Brahim's completes buyout of unit,forecasts quantum leap in earnings

By Sharen Kaur
sharen@nstp.com.my
Published in NST on January 8, 2013

KUALA LUMPUR: Brahim's Holdings Bhd expects a quantum leap in net profit and revenue in the current year, to be driven by its wholly-owned subsidiary Brahim's-LSG Sky Chefs Holdings Sdn Bhd (BLSG), says director Datuk Howard Choo.

The group yesterday completed the process to buy the remaining 49 per cent stake it does not already own in BLSG from its German partner, LSG Asia GmbH, a company owned by Deutsche Lufthansa AG, in a deal worth RM130 million.

In a filing to Bursa Malaysia, Brahim's said it also signed a two-year technical assistance agreement with LSG Catering Hong Kong Ltd for electronic data processing as well as cost control and management technics.

Choo said the agreement will help Brahim's maintain global standards in catering and the halal requirement.

BLSG is an important asset for Brahim's, a manufacturer of famous household brand Brahims, as it owns 70 per cent of LSG Sky Chef-Brahim's Sdn Bhd (LSGB).

LSGB, which operates the in-flight catering business, is 30 per cent owned by Malaysia Airlines (MAS).
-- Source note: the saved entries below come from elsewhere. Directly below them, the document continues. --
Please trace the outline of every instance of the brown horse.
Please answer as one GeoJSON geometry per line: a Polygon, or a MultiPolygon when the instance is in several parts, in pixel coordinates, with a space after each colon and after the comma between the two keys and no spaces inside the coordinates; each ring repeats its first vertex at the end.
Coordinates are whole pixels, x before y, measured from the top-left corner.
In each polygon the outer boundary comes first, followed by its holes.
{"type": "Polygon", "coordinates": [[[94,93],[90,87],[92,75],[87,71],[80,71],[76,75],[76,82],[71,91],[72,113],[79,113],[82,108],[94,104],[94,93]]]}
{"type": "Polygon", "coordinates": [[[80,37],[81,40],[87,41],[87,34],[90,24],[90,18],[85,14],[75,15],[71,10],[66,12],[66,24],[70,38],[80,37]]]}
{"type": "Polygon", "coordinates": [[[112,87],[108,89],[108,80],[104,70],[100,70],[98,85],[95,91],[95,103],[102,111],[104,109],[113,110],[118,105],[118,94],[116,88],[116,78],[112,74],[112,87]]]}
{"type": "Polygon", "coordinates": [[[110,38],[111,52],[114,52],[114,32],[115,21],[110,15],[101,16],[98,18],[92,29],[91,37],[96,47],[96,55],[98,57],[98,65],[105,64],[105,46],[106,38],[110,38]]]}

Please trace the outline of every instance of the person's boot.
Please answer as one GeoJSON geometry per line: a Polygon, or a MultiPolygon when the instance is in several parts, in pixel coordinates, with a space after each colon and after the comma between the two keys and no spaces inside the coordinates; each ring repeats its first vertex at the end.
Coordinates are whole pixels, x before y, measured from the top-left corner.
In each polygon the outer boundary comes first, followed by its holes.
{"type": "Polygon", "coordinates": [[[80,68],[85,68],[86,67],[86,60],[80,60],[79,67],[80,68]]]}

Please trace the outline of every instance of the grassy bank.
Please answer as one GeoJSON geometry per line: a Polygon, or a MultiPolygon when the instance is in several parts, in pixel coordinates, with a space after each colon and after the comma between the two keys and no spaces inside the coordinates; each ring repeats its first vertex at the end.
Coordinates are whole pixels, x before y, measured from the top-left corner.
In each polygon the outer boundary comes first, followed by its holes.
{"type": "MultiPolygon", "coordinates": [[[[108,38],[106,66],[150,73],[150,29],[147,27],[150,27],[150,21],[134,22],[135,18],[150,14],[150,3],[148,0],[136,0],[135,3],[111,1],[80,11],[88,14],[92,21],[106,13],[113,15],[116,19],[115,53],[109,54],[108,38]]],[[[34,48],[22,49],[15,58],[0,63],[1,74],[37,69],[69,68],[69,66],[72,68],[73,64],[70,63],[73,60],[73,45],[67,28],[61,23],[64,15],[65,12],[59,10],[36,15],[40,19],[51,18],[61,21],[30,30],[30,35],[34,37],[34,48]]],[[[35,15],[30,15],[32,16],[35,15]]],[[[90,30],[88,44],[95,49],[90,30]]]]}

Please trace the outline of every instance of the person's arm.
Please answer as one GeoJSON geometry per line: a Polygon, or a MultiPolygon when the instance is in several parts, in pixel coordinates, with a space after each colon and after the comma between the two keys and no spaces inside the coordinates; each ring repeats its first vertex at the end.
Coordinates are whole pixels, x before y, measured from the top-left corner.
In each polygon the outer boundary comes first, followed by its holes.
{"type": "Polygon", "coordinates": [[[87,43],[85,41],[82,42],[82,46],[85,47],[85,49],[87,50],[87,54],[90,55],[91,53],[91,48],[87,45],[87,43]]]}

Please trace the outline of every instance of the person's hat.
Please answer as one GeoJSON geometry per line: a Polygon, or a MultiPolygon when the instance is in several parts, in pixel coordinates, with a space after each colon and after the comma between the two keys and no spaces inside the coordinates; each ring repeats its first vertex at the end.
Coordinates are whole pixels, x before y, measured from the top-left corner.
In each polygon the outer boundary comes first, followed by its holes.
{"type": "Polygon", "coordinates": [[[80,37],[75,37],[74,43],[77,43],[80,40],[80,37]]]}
It has a 25-year concession until 2028 to provide catering and related services to MAS at the Kuala Lumpur International Airport (KLIA) and the Penang Airport.

Besides MAS, LSGB also caters for 35 other airlines that land at KLIA. The company's operation in Penang caters to 10 airlines.

"This acquisition is important because it would give us a quantum leap in earnings. The immediate impact on Brahim's is that the group can now consolidate the net profit and revenue from BLSG by 100 per cent, instead of 35.7 per cent previously.

"Prior to the acquisition, Brahim's had to equity account its 51 per cent holding in BLSG. Now, it can fully recognise all the earnings," Choo told Business Times in an interview yesterday.

For fiscal 2010 and 2011, the total revenue generated by BLSG was RM314.1 million and RM336 million, respectively. As Brahim's held 51 per cent of BLSG, it could only equity account RM165.8 million and RM184.4 million, respectively.

"Instead of raking in around RM165 million and RM185 million in revenues a year from BLSG, we will now be able to generate over RM300 million a year from the company," Choo said.

Analysts viewed the deal positivelly as it would boost Brahim's net profit by 15 to 16 per cent a year.

"The jump in revenue and net profit will double for Brahim's in the current year. From 2014, there will be double-digit growth year-on-year. We estimate BLSG to contribute some RM348 million to Brahim's revenue next year, and close to RM360 million in 2015," said an analyst, who spoke on condition of anonymity.

This means Brahim's will be able to wipe out the RM170 million accumulated losses incurred by MAS Catering Sdn Bhd when it took over the business in 2003, by the end of this year.

MAS, which owned MAS Catering, had incurred losses to the tune of about RM200 million from the business with negative shareholders' funds of about RM80 million.

Choo said now that it has acquired the balance of shares in BLSG, it would embark on a RM2 million rebranding exercise, which includes the renaming of BLSG and LSGB, as well as changing the logo and signages.

According to Choo, BLSG would be renamed Brahim's Sdn Bhd, and LSGB, Brahim's Airlines Catering Sdn Bhd. It would be seeking approval from MAS on the matter.